Ever wondered how to make years of collected documents searchable by meaning, not just keywords? Dealing with PDFs full of valuable information can be challenging, especially when it comes to chunking and creating searchable data across multiple languages.
This blog post will guide you through transforming your document collection into an AI-powered semantic search system. We'll explore how Elastic offers an end-to-end solution for RAG: ingesting PDFs, processing them into chunks, vectorizing the content, and providing an interactive playground to query and interact with your data. Discover how to make your information not just more accessible, but truly conversational. You will be able to test how to easily create summaries of relevant information, understand the relevance score for each answer given and gain a maximum of transparency on why exactly an answer has been created.
semantic_text field type
Semantic search enhances data discovery by understanding word meanings and context. Elastic's semantic_text
field type simplifies semantic search implementation by handling complexities behind the scenes, including inference, chunking, and continuous improvements. It's particularly effective with paragraph-based texts, automatically handling chunking strategies, with customizable options planned for the future.
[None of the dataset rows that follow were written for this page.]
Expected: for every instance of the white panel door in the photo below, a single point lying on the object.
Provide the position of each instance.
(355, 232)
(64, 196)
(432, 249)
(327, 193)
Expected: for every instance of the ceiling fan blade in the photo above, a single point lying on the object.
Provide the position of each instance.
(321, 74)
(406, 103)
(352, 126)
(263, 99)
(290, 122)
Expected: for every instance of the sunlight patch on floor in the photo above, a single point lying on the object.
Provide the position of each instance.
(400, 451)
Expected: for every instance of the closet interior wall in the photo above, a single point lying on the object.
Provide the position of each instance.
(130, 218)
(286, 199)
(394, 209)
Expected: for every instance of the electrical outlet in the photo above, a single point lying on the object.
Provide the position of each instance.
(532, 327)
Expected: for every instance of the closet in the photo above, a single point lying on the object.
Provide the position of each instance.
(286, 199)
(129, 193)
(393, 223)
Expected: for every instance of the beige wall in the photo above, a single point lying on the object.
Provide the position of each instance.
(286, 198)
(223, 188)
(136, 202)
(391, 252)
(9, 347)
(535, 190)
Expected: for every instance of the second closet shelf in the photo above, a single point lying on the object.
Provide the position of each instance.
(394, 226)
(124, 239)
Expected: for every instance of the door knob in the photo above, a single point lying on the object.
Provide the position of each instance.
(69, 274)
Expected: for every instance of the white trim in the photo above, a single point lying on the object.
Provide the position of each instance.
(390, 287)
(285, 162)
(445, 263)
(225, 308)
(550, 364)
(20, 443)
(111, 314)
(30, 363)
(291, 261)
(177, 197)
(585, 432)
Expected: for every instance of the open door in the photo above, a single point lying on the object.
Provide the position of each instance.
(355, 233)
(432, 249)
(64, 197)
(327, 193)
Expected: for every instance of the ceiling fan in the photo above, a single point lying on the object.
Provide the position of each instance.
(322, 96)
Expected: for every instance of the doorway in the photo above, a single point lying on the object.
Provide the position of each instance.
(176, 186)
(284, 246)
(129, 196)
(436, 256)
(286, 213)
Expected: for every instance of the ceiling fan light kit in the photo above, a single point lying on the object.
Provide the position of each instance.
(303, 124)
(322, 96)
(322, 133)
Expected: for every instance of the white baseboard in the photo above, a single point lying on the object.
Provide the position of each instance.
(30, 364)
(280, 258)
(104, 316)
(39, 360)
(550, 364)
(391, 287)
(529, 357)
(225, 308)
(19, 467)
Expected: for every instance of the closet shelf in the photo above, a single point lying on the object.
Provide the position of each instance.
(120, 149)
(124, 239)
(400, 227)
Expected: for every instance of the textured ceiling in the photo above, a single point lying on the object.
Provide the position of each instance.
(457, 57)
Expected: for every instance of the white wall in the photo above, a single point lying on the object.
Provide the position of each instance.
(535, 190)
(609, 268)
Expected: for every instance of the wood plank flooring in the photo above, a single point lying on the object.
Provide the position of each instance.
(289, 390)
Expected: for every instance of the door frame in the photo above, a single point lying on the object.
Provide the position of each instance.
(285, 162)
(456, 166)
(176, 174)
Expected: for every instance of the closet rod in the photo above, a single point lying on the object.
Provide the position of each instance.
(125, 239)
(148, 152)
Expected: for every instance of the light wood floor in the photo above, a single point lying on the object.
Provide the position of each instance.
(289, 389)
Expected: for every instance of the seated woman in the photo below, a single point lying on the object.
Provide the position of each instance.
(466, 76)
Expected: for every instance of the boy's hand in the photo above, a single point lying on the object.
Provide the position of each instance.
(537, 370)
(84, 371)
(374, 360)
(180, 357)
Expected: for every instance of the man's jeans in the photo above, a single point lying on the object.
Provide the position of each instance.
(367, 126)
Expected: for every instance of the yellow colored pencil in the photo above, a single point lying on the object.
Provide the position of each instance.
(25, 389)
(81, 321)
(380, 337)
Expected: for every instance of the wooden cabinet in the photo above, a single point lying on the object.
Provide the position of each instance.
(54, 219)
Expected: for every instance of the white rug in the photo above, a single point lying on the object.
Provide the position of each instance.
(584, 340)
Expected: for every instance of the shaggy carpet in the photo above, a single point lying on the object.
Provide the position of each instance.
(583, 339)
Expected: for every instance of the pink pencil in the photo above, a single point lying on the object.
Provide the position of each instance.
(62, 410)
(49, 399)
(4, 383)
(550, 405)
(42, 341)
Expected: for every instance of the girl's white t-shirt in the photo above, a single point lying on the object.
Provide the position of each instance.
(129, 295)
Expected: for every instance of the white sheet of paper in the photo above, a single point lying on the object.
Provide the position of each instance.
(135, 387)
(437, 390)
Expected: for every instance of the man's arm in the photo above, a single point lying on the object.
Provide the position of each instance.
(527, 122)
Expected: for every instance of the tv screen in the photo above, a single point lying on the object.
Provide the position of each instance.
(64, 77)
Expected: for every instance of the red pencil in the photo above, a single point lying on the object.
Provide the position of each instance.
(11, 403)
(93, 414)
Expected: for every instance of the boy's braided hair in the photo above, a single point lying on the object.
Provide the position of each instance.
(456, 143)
For complex documents requiring different chunking strategies - such as those with intricate layouts, embedded images, or unique formatting - consider using tools like Apache Tika, Unstructured, or Tesseract OCR to pre-process the content.
Prerequisites
To implement the techniques described in this blog, you'll need:
- An Elastic cloud deployment optimized for Vector Search
OR
An on-premise Elasticsearch Cluster with:- Data nodes configured for search (1:15 ratio)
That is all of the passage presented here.